Ve... Darbe gecesi... FETÖ'cü hainlerle çatıştı... O şimdi "Cennette."
***
Duman
Şehidin babası "Kavun kesti." Annesi Nazife Hanım "Çörek getirdi." Çay... Kahve... Sohbet derinleşti.
"Ateş düştüğü yeri yakar" dedik.
Hüseyin Çetin:
Ateş düştüğü yeri yakıyor yakmasına da... Duman çıkmıyor.
***
Sönmeyen ateş
Hüseyin Çetin 15 Temmuz'da köydeymiş...
"Yoncalı'da." Bağ bahçeyle uğraşmış.
Yorulmuş... Yatsı namazını kılıp yatmış.
Sabah... Darbe olduğunu öğrenmiş.
Derken... Telefonu çalmış.
Arayan... Köyden bir arkadaşı.
"Televizyon bir altyazı geçiyor...
Ben pek anlamadım... Gel bir bakıver" demiş.
Sonrasını... Şehidin babası anlatsın:
Bir anda dizimin bağı çözüldü.
Hemen Mehmet'ime telefon ettim... Çaldı, çaldı cevap yok.
İçime bir ateş düştü... Ay geçti, yıl geçti... Ciğerimdeki ateş sönmedi.
***
Sessizlik
Evde... "O geceyi" konuştuk.
15 Temmuz gecesi...
Erdoğan Marmaris'ten "Uğurlanıyor." Darbeciler... Erdoğan'ı hâlâ Marmaris'te sanıyorlar... Kaldığı yere baskın yapıyorlar.
Mehmet... Akciğerinden vuruluyor.
Darbeciler... Kaçıyorlar.
Günler sonra... Ormanda...
Menfezde yakalanıyorlar.
Baba Hüseyin Çetin her hafta "Köye" gidiyor... Yoncalı'ya.
Oğlu Mehmet Çetin "Orada" yatıyor.
"Şehitlikte." "Başınız sağ olsun" diyoruz.

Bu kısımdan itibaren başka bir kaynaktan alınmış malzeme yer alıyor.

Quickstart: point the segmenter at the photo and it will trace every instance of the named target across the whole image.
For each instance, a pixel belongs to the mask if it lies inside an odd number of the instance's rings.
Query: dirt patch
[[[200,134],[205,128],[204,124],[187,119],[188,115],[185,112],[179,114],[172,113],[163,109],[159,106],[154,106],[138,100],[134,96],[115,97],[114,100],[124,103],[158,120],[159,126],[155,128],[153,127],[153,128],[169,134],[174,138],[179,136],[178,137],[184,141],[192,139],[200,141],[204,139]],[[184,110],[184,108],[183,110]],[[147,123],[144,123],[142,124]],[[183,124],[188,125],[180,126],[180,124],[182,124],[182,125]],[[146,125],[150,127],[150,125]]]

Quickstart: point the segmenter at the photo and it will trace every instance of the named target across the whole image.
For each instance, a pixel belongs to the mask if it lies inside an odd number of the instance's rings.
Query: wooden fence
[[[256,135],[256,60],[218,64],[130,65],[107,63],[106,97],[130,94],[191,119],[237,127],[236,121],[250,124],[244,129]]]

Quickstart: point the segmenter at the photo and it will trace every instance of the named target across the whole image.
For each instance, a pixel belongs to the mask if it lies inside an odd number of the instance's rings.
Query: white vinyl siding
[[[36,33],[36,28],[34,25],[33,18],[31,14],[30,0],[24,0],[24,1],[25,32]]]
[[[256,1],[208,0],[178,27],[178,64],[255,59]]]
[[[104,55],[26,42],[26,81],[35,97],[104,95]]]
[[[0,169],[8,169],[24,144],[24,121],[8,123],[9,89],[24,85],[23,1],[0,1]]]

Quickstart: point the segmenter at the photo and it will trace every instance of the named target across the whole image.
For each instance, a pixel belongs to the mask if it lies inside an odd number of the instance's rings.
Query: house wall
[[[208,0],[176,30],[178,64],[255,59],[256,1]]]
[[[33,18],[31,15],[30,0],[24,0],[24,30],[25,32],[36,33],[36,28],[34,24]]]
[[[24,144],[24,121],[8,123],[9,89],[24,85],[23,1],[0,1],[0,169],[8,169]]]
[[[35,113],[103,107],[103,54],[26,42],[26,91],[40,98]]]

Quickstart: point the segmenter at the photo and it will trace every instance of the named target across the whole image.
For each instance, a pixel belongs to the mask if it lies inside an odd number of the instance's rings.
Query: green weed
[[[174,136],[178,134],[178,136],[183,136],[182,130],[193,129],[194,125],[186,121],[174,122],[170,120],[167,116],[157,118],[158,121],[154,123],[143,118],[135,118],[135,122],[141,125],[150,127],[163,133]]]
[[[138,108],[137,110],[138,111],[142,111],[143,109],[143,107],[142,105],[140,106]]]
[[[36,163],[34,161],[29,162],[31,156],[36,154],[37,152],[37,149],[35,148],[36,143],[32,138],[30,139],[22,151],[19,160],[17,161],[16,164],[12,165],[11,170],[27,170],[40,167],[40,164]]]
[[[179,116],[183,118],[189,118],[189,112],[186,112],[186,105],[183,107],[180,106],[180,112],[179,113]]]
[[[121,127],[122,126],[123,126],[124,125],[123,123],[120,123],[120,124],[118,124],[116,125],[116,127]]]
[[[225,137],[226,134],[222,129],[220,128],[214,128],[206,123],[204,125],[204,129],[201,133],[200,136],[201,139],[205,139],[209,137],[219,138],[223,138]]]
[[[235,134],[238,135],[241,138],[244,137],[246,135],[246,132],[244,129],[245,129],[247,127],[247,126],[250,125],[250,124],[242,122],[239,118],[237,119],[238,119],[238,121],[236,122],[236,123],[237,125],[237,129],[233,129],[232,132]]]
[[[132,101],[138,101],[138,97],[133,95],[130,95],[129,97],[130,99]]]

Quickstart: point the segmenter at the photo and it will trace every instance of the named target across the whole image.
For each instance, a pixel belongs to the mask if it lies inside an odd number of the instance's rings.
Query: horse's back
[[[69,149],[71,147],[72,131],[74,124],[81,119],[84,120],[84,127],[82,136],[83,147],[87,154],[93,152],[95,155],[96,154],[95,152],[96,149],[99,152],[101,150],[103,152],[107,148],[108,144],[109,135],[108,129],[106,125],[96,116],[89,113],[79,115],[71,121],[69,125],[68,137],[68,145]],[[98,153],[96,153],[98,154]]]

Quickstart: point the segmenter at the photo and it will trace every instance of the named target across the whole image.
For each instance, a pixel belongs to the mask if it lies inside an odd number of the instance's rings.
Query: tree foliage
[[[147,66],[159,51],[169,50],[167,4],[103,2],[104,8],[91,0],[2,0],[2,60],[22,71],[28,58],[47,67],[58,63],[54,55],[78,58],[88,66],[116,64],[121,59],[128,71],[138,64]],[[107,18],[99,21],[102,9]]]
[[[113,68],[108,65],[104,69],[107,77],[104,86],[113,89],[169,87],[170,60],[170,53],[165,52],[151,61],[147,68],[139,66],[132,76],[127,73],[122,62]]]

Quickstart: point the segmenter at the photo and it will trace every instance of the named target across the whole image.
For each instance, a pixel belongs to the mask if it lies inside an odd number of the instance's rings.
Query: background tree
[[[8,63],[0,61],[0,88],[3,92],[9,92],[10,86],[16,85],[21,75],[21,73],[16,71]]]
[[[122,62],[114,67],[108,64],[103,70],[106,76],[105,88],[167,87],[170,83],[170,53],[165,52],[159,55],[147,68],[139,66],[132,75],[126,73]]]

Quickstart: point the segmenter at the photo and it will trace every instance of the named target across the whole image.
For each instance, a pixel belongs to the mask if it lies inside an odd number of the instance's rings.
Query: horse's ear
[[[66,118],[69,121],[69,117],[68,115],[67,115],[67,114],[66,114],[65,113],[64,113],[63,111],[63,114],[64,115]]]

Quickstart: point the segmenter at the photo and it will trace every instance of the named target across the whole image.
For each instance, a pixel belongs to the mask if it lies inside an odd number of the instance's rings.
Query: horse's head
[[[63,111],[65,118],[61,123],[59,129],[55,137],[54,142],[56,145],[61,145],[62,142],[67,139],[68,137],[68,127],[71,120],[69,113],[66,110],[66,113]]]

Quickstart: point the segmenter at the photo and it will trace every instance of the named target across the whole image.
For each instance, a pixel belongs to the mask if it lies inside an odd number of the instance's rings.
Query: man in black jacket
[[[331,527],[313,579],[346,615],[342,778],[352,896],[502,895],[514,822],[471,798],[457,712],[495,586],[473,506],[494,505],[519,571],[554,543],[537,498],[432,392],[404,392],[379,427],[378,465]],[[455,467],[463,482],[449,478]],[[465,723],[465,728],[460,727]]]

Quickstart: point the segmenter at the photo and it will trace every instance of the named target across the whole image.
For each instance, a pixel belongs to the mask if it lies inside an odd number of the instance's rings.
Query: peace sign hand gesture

Nazife ve Hüseyin Çetin "Vatan sağ olsun" diyorlar.
Sonra... Sessizlik.
Odayı bir hüzün kaplıyor.
***
Vatan sağ olsun
Saatler geçiyor... Çaylar tazeleniyor.
Artık veda zamanı.
Soruyoruz:
Bir isteğiniz...
Valiye, belediye başkanına...
Ankara'ya... Bir mesajınız var mı?
Hüseyin Çetin "Var" diyor.
Vatan sağ olsun...
Allah devlete millete zeval vermesin.